I am using the Simpson PB44 ZMAX instead - a decision mostly based on the fact I found them at a Home Depot for 5.54 each. An ABA is $8-9 - not including the J or other bolt you would need to sink int the concrete. The other reason is that I plan not to use any posts - just have the bracket connect straight to the  beam. RDPecken just used this on their installation (see http://www.countryplans.com/cgi-bin/yabb2/YaBB.pl?num=1171414396).
"A spoonfull of sugar helps the medicine go down.."

blackdog

I plan on building the piers for my 12'x18' Little House once the ground thaws and am pondering my options for the post bases.  There are a wide variety of Simpson post bases available at my local Home Depot - EPB44T (post base suggested in the plans), EPB44A and PB44 to name a few.  I would assume the elevated post base should be used to keep the PT post away from the concrete.

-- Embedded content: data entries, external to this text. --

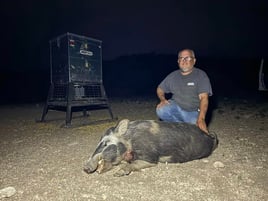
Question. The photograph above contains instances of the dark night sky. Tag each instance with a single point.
(221, 28)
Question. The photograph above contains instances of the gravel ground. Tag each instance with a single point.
(44, 161)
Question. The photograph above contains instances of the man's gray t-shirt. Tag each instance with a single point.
(186, 88)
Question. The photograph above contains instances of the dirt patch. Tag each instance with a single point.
(44, 161)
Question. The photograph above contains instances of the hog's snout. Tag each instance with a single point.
(90, 167)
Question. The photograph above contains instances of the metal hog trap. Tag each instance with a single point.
(76, 76)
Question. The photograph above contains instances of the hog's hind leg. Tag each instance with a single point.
(127, 168)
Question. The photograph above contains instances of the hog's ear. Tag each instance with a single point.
(122, 127)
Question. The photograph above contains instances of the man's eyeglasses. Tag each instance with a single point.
(185, 58)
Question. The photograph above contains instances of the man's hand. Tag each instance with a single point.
(162, 103)
(202, 125)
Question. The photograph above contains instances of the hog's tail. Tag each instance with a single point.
(214, 136)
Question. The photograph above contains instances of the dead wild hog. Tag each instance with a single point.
(135, 145)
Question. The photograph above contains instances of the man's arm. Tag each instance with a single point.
(201, 123)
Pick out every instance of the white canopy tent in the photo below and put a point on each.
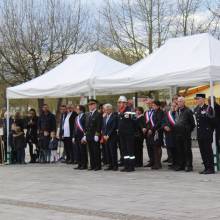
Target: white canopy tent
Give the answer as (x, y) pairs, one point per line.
(73, 77)
(183, 61)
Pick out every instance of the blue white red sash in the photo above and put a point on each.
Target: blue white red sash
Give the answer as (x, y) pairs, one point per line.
(171, 118)
(78, 124)
(149, 118)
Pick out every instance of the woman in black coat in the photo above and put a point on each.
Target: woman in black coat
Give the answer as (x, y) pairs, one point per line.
(139, 136)
(31, 135)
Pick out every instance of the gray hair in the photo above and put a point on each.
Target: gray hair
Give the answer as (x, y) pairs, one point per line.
(108, 106)
(181, 98)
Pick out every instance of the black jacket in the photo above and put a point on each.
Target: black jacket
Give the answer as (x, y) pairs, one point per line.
(31, 134)
(19, 141)
(110, 129)
(140, 124)
(72, 123)
(47, 122)
(184, 122)
(158, 117)
(53, 144)
(78, 133)
(205, 122)
(93, 125)
(126, 123)
(62, 119)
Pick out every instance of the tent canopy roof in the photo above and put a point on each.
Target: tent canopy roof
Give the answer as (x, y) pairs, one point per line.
(73, 77)
(183, 61)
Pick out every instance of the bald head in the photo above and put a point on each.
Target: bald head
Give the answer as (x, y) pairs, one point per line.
(181, 102)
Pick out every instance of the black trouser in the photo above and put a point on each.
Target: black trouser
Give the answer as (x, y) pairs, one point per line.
(68, 145)
(82, 157)
(94, 154)
(20, 154)
(206, 151)
(112, 155)
(127, 144)
(173, 154)
(138, 151)
(184, 151)
(150, 148)
(31, 151)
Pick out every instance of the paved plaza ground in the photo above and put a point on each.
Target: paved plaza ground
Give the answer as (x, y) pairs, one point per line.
(58, 192)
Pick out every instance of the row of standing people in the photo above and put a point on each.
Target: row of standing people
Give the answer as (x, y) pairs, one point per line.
(103, 133)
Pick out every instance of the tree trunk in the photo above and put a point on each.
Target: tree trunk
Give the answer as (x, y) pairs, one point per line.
(40, 104)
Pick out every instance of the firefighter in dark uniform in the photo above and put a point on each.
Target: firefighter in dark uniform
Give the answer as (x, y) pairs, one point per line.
(126, 131)
(92, 135)
(149, 136)
(184, 125)
(157, 131)
(205, 126)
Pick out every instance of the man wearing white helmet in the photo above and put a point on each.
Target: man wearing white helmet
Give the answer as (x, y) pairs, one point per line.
(126, 131)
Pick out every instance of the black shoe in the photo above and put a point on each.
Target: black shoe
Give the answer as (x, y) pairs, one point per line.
(202, 172)
(189, 169)
(131, 170)
(124, 170)
(109, 168)
(209, 172)
(148, 165)
(179, 168)
(120, 164)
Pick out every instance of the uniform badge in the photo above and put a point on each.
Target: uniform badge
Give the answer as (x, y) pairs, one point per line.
(126, 115)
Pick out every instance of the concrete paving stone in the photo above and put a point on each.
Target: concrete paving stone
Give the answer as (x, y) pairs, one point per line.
(57, 191)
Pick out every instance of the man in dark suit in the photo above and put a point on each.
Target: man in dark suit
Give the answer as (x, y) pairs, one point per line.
(205, 127)
(216, 121)
(126, 131)
(68, 129)
(92, 135)
(109, 132)
(46, 121)
(63, 113)
(81, 148)
(183, 127)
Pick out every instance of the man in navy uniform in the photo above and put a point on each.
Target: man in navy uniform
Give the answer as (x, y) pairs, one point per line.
(109, 132)
(184, 125)
(126, 131)
(79, 132)
(149, 137)
(92, 134)
(205, 126)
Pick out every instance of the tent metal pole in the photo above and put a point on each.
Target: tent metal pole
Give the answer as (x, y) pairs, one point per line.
(8, 124)
(89, 93)
(94, 94)
(214, 140)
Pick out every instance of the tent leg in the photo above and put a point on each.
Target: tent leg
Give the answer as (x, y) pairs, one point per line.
(8, 156)
(89, 94)
(216, 156)
(94, 94)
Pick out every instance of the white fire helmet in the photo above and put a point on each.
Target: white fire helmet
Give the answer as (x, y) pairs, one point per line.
(122, 99)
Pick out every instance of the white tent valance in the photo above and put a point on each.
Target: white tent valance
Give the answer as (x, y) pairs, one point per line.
(73, 77)
(183, 61)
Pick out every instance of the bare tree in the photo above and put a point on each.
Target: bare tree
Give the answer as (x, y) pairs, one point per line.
(37, 35)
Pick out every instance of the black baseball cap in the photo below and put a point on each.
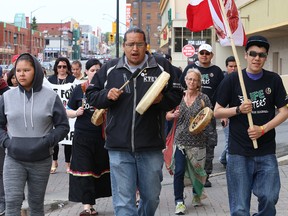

If I go with the post base suggested in the plans, the whole building load will basically be supported by 6 pieces of threaded rod.  In my mind this is not very stable. I'm sure they will do the job or else John would have suggested a different post base.

Anyhow, would appreciate the experts comments.  Am I being overly cautious? (the snow needs to melt so I can get out and build and stop thinking).


glenn kangiser

Steel averages around 50,000 psi tensile strength so it doesn't take too much to be pretty strong.   :)
"Always work from the general to the specific." J. Raabe

Glenn's Underground Cabin  http://countryplans.com/smf/index.php?topic=151.0

Please put your area in your sig line so we can assist with location specific answers.